Last golf major of the year, the USPGA, this weekend. Tuned in late. Asked friends if anything exciting had happened. They texted back to say "no" but cameras had been lingering on a stray turtle for twenty minutes by that point, so had taken this as a definitive answer in itself.
You know your cat's got a lot of Facebook friends when he knows four cats called Chairman Meow.
Off to Cattersea - aka Battersea Dogs and Cats Home - today to interview some homeless cats for the Times. I am taking a big bag with me. This is because I am reading a hardback book. THAT IS THE ONLY REASON.
Managed to resist temptation at Cattersea. Was particularly taken with black and white Thomas, who shows just how close you can take the shave in and still be a Cat That Looks Like Hitler. Also Malteser, on whose run was written "Love me, love my cheeks!". Sadly, before I met the latter, a four year-old child had loved his cheeks a little bit much, leaving me to deal with the concomitant hissing: a bit like the opposite of when you feel really good after opening a tight jar, because the person who tried to open it has "loosened it" for you. But with cats, instead of jars.
It's always a bit of a shock when a band starts "working on a new sound" late in their career, but lots of groups do it. What is much more surprising, I've found, is when one of your cats starts doing the same thing.
Some big worries this week. Regardless: disheartened to see that M&S 'Fantastically Fizzy Fish' have been rebranded as mere 'Fizzy Fish'.
Odd: Could swear I set a Google alert for "cat" but it seems I must have actually set one for "all the bad news about cats imaginable".
Starting to regret jeering at Janet for falling off banister earlier. Just spotted him walking towards golf bag, with distinct "wee face".
Very behind on the sequel to Under The Paw.
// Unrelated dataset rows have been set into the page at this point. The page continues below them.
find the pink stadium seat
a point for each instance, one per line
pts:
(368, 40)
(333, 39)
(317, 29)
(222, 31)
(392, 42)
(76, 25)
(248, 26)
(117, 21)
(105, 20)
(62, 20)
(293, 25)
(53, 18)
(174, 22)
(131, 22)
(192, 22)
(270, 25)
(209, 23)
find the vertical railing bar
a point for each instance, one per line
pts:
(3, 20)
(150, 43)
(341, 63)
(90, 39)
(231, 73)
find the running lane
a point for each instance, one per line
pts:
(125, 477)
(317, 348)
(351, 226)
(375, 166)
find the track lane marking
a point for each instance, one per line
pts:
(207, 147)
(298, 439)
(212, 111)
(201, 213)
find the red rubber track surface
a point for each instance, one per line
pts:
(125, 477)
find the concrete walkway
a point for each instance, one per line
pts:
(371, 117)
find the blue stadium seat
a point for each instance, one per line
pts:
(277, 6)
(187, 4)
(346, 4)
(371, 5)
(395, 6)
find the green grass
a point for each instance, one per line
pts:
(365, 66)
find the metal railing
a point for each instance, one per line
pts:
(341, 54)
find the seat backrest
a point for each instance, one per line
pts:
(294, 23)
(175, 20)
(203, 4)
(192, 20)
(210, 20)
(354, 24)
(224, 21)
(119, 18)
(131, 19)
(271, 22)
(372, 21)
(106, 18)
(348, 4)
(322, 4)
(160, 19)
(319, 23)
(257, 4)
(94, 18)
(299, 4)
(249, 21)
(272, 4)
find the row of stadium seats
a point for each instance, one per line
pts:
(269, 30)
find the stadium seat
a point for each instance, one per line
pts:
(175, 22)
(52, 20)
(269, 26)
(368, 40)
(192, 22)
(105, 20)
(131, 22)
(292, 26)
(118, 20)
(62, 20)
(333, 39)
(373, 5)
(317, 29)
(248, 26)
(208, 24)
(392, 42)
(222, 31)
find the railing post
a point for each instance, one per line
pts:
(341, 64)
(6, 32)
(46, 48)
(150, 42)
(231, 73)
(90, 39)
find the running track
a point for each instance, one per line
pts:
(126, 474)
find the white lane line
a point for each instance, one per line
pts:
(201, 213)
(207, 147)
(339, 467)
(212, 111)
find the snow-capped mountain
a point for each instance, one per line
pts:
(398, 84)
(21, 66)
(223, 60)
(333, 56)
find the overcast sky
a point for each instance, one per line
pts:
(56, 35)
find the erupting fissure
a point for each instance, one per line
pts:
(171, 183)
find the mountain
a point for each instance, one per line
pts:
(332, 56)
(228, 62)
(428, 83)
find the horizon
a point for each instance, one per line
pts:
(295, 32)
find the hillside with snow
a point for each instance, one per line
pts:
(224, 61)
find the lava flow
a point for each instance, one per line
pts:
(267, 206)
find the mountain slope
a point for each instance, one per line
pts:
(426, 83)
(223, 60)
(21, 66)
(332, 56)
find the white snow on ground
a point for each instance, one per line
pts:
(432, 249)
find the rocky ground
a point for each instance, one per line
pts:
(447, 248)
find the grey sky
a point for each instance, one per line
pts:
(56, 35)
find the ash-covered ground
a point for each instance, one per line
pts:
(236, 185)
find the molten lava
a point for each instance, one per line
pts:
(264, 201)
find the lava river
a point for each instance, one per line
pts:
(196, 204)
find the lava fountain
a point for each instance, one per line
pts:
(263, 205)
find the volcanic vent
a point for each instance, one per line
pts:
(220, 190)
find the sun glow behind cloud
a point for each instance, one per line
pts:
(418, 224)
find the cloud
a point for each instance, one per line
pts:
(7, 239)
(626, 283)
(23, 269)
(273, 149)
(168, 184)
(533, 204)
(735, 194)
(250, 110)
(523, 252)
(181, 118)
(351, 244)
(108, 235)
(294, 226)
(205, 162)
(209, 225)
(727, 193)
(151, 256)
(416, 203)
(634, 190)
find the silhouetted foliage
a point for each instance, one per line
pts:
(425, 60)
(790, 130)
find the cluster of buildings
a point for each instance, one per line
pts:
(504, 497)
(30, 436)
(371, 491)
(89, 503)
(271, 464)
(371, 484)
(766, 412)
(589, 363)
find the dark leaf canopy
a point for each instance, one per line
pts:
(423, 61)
Have been reliably informed by friend that I'm putting my energy in wrong places. Think I understood. Made note: "Spend less time in Ipswich."
I'm still not sure I can believe it myself, but I really did just use the term "flailing paws" in a warning note to my cleaner.
The man who shouts "f***in come on then" at the local ducks hasn't sworn at ducks once this week. Have also noticed that the woman who works in the local Somerfield who looks like John Kerry no longer works in Somerfield. Admittedly, it took me a while to notice, but it's a blow, nonetheless. Is everyone who makes this town this town leaving? Next week: Bald David Crosbyish Tramp Who Stares At Lake departs for "new media post".
Signs that another market town summer is ending: 1. The air is suddenly fresh. 2. Apples are falling. 3. The Bear is spending more time indoors. 4. Nobody kicked my car in last night.
Just went to take a Nurofen. It's no exaggeration to say Janet's hyperthyroid pill was 2/3 of way to my mouth before I realised I had made a schoolboy error. In other cat news, a position seems to have been reached by committee on the new cat biscuits I bought on offer at Pets At Home yesterday. Committee tongue is alien, but position seems to be: "new cat biscuits taste like pig sp***"
Just realised must to go like the clappers to finish book by deadline. First of many obstacles: have no idea what "clappers" are.
(Later) Have now found out that clappers refers to the clappers on bells during the early 1940s. It seems there was rationing on not only food but similes during World War II.
Have cats "wholesome" catnip mouse, with no fur. Has been thoroughly rejected. Echoes of the time my mum tried to convince me halva was "as nice as chocolate". But with tables turned.
Just reviewed Joanna Lumley's Northern Lights DVD. Hard not to warm to a celeb who a) loves cats and b) willingly lets you see her going to bed in a hat.
Found a note in my notebook saying, "Mouse. Local Conservative Club. Second wang!" Have absolutely no idea what it means.
Out for a walk today in North Suffolk. Turned in opposite direction from sign saying 'Beccles Giant Duck Art Trail'. Have to confess: that took some discipline.
Getting a very strong sense, once again, that my cats are not purring with me, but purring at me.
Think there has been a significant household misunderstanding today. When I said "cats can be tw**s" I wasn't giving official permission.
When trying to stop letting a cat in through doors, does going out to "tell him it's ok" to use the catflap still count as letting him in?
Two cats now "working on new sound". House starting to resemble Iggy Pop and David Bowie's 70s Berlin, but with less clawing. Have to confess: seriously worried about the inevitable moment when Lou Reed joins the party.
Dear My Cats: when I enter a house, I do so with decorum and humility, not expecting congratulations. Out of respect for the fact that I let you live here, and conspire with you in the illusion that you own the place, you should do your best to follow my example. Wet paws and safe passage through a miniature door are not, and will not ever be, cause for fanfare.